Suasana ruangan semakin meriah ketika Gubernur memastikan TPP ASN aman dari pemotongan, disertai gelak tawa dan tepuk tangan para ASN.
Meski menekankan perlindungan terhadap TPP ASN, Pramono menegaskan bahwa pembangunan fisik di Jakarta tetap akan berjalan. Ia menyebut Pemprov DKI akan mengoptimalkan pembiayaan kreatif melalui kerja sama dengan pihak swasta, BUMD, dan BUMN, sehingga tidak sepenuhnya bergantung pada APBD.
“Dan saya meyakini pasti kita bisa, dan ternyata bisa.
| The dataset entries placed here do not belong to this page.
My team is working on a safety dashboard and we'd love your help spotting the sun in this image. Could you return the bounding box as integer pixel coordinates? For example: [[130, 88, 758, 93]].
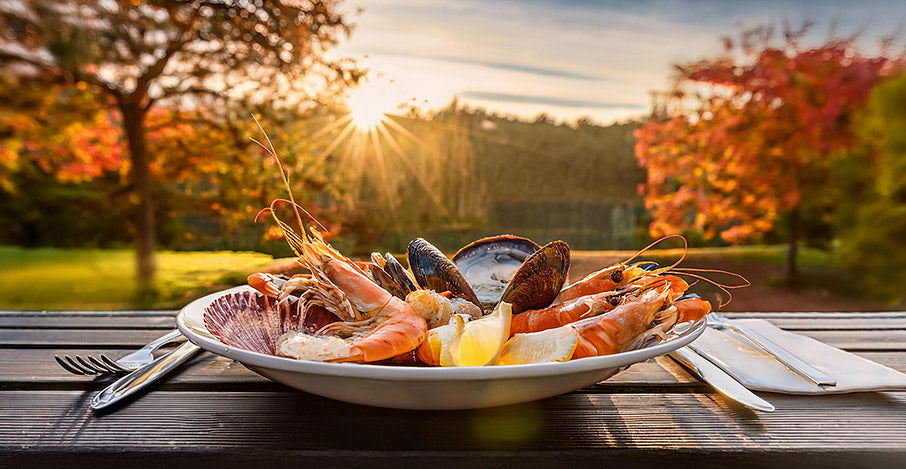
[[345, 80, 399, 132]]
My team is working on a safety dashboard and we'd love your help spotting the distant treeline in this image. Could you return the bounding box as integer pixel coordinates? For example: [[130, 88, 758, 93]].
[[0, 105, 647, 254], [334, 107, 646, 253]]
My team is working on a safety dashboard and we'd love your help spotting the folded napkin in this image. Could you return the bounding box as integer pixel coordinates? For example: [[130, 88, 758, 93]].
[[691, 319, 906, 394]]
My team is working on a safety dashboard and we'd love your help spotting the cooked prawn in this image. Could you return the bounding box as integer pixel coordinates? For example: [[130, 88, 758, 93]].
[[570, 287, 674, 359], [554, 235, 688, 305], [511, 275, 689, 335], [249, 123, 427, 363]]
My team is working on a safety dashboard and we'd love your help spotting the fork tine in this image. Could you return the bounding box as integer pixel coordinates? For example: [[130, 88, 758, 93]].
[[54, 355, 88, 375], [87, 355, 118, 374], [99, 355, 129, 372], [64, 355, 97, 375], [74, 355, 103, 374]]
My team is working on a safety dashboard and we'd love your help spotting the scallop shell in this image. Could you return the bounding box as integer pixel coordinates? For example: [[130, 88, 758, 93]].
[[204, 290, 301, 355]]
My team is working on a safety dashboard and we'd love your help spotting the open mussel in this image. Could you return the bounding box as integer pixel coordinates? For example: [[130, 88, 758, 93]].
[[499, 240, 570, 314], [407, 238, 482, 307], [451, 235, 540, 309], [370, 252, 418, 300], [405, 235, 570, 315]]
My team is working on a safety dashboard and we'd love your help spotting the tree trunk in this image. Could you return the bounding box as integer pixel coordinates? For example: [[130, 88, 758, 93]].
[[121, 102, 156, 299], [785, 206, 800, 281]]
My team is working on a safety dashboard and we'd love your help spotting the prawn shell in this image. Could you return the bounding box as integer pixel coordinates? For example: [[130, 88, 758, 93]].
[[451, 235, 541, 309], [407, 238, 482, 307], [204, 290, 299, 355], [501, 240, 570, 314]]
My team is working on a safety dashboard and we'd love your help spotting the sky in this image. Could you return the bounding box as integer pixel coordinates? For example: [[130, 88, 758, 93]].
[[333, 0, 906, 124]]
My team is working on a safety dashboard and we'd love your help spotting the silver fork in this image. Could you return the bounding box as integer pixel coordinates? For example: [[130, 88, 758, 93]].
[[54, 329, 184, 375]]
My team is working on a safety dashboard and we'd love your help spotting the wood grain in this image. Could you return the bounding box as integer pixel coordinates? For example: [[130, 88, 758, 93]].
[[0, 329, 182, 347], [5, 327, 906, 350], [2, 311, 906, 466], [3, 390, 906, 452]]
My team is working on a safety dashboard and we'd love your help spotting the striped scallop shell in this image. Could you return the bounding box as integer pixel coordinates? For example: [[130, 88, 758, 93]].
[[204, 290, 301, 355]]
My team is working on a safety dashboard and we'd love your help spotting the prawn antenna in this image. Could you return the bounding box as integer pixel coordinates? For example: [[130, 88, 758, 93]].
[[624, 234, 688, 273], [670, 268, 750, 308]]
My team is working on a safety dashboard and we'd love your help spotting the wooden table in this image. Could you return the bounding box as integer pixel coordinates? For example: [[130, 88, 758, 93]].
[[2, 310, 906, 467]]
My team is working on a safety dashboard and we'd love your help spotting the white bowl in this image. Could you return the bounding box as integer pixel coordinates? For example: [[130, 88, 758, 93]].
[[177, 286, 706, 410]]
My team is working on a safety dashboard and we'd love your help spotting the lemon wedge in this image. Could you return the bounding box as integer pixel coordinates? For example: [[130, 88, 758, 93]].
[[495, 324, 579, 365], [416, 314, 465, 366], [445, 301, 512, 367]]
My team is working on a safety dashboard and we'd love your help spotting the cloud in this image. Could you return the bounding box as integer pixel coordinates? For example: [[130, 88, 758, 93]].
[[338, 0, 906, 122], [458, 91, 647, 109], [417, 55, 605, 81], [357, 50, 606, 81]]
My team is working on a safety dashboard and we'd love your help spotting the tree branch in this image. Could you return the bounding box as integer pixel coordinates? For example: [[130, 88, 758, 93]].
[[132, 8, 203, 101]]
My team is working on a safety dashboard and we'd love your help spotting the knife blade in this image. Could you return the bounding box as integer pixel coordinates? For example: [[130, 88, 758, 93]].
[[90, 340, 201, 411], [669, 345, 775, 413]]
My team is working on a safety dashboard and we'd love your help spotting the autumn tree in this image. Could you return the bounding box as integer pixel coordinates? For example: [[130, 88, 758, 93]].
[[635, 25, 902, 279], [0, 0, 356, 293]]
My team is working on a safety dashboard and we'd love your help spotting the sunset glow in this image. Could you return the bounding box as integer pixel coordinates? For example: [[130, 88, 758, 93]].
[[345, 80, 399, 131]]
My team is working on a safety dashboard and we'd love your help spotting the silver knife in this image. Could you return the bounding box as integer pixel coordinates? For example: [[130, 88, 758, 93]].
[[90, 341, 201, 411], [708, 313, 836, 386], [670, 345, 775, 413]]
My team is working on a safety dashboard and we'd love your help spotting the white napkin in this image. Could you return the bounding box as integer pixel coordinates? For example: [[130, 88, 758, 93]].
[[691, 319, 906, 394]]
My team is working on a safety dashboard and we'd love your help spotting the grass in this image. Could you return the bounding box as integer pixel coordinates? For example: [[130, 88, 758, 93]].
[[577, 244, 834, 265], [0, 243, 866, 311], [0, 246, 274, 310]]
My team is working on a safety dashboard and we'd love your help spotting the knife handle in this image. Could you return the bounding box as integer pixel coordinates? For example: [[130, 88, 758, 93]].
[[671, 346, 775, 413], [90, 341, 201, 411]]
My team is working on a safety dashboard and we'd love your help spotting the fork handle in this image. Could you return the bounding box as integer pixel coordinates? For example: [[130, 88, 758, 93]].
[[90, 341, 201, 411], [141, 329, 184, 352]]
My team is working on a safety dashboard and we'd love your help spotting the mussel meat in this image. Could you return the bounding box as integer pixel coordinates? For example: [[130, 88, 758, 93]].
[[451, 235, 540, 309]]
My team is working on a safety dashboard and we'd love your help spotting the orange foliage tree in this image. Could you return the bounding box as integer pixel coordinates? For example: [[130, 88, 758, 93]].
[[0, 81, 123, 190], [0, 1, 355, 294], [635, 25, 902, 278]]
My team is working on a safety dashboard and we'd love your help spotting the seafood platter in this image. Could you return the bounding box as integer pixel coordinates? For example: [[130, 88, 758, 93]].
[[176, 142, 742, 410]]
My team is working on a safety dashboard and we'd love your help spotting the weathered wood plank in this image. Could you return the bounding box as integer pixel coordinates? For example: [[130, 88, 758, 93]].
[[0, 329, 177, 347], [0, 316, 175, 329], [0, 348, 270, 387], [724, 311, 906, 319], [4, 310, 896, 319], [752, 318, 906, 331], [4, 449, 904, 468], [4, 314, 902, 331], [4, 346, 905, 398], [792, 330, 906, 351], [2, 390, 906, 453], [3, 311, 904, 331], [0, 349, 703, 389], [0, 310, 177, 316], [5, 327, 906, 350]]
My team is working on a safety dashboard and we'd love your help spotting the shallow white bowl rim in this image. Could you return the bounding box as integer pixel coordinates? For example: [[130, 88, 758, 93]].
[[177, 286, 706, 381]]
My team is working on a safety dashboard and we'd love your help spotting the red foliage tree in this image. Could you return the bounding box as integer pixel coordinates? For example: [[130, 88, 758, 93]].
[[635, 25, 902, 278]]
Bahkan untuk hal yang berkaitan dengan pembangunan fisik, saya yakin tahun depan kita banyak melakukan pembangunan di Jakarta yang secara fisik memang tidak lagi semata-mata dari APBD,” tambahnya.Gubernur DKI Jakarta Pramono Anung menegaskan TPP ASN akan tetap diberikan meski APBD 2026 dipangkas Rp 15 triliun. Program prioritas lain seperti KJP/KJMU dan pelayanan kesehatan masyarakat juga aman. Pembangunan fisik kota akan tetap berjalan melalui skema pembiayaan kreatif dengan dukungan swasta, BUMD, dan BUMN.